Right attitude is key as we proceed with state deficits and budgetsAs many of you are aware, Minnesota’s budget will soon be in balance after Gov. Tim Pawlenty reduces spending in several areas of state government.
By: Tim Kelly, Red Wing, The Republican Eagle
As many of you are aware, Minnesota’s budget will soon be in balance after Gov. Tim Pawlenty reduces spending in several areas of state government.
We reached this point because our legislative leadership refused to reform and modernize state government. The finance bills that were passed consisted of spending at an unsustainable rate and also increased taxes — a terrible solution given the state of the economy.
Pawlenty will soon trim the budget by $2.675 billion in the following areas:
• $300 million from local aids and credits to cities and counties;
$236 million from health and human services;
• $100 million from higher education; $33 million from state agency operating budgets;
• $1.77 billion through a K-12 education funding shift; $169 million through administrative action; and
• $67 million from refunds and other payments.
With these reductions, Minnesota will continue spending more than $31 billion every two years on state government programs.
I doubt there is one lawmaker in the state who is pleased that unallotment will take place, and those who work in city and county government, as well as human services or schools, likely share in that disappointment.
But the unallotment reaction I’m hearing so far has not been outrage — more along the lines of relief — as the financial damage certainly could have been much worse. We should all be encouraged by some of the initial reaction by many of the local government leaders across our district.
Charles Swindoll wrote, “Life is 10 percent what happens to me and 90 percent how I react to it.”
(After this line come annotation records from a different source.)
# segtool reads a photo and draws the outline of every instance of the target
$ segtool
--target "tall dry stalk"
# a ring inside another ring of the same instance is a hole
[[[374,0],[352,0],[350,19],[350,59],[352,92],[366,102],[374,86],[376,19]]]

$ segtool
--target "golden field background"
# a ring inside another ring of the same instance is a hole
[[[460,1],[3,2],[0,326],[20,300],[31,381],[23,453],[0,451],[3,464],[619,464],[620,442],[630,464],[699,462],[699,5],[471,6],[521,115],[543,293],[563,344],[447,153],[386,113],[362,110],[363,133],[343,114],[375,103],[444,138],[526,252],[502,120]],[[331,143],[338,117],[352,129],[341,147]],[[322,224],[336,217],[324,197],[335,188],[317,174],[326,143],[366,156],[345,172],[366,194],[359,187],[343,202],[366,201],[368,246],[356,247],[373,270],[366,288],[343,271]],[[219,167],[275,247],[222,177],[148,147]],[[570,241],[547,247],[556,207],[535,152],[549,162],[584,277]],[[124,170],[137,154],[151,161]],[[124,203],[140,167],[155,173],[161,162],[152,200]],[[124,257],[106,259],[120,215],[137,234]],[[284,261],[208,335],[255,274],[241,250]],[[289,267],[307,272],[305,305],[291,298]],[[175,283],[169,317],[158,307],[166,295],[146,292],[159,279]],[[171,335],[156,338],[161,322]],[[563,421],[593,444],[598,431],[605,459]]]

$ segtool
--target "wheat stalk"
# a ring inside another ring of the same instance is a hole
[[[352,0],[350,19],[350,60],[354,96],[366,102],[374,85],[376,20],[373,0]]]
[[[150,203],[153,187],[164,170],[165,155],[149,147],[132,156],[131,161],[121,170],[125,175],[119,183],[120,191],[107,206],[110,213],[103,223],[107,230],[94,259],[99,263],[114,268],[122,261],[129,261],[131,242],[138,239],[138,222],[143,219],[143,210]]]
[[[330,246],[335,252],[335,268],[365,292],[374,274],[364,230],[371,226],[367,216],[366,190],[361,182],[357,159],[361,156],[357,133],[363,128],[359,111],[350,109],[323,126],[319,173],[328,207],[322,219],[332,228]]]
Attitude is everything. In many cases, especially in Goodhue County, that attitude is remarkable as officials were bracing for cuts that were more devastating than what the governor actually proposed.
Local Government Aid cuts were not as severe as initially projected, according to some officials. The K-12 education shift was not as deep.
Even our Social Services director sees a glimmer of hope, saying some of the cuts he had already proposed may overlap with the governor’s recommendation.
Back when I was a member of the Red Wing School Board, we were forced to do more with less funding. We were upset by this news, but accepted the challenge. In doing so, the Red Wing School District continued to develop an extremely efficient and fantastic educational product. Schools in Cannon Falls, Goodhue, Lake City, and Wabasha have done the same.
Again, no one wants program cuts or financial reductions, but those agencies receiving them can and likely will continue their track record of success as time moves forward.
The reality is that Minnesota faced a $6.4 billion deficit this session, and it would not surprise me at all if our state faces another smaller deficit when lawmakers return to the Capitol in February. These are unprecedented financial times, and everyone will need to make sacrifices until economic prosperity returns.
That’s why the governor believes state government can live on 96 to 97 percent of what its living on right now. For the first time in history, our state government will actually be reducing its biennial budget.
Many of you were forced to do the same with your own personal budgets, proving we can all get through this unallotment process — with the right attitude.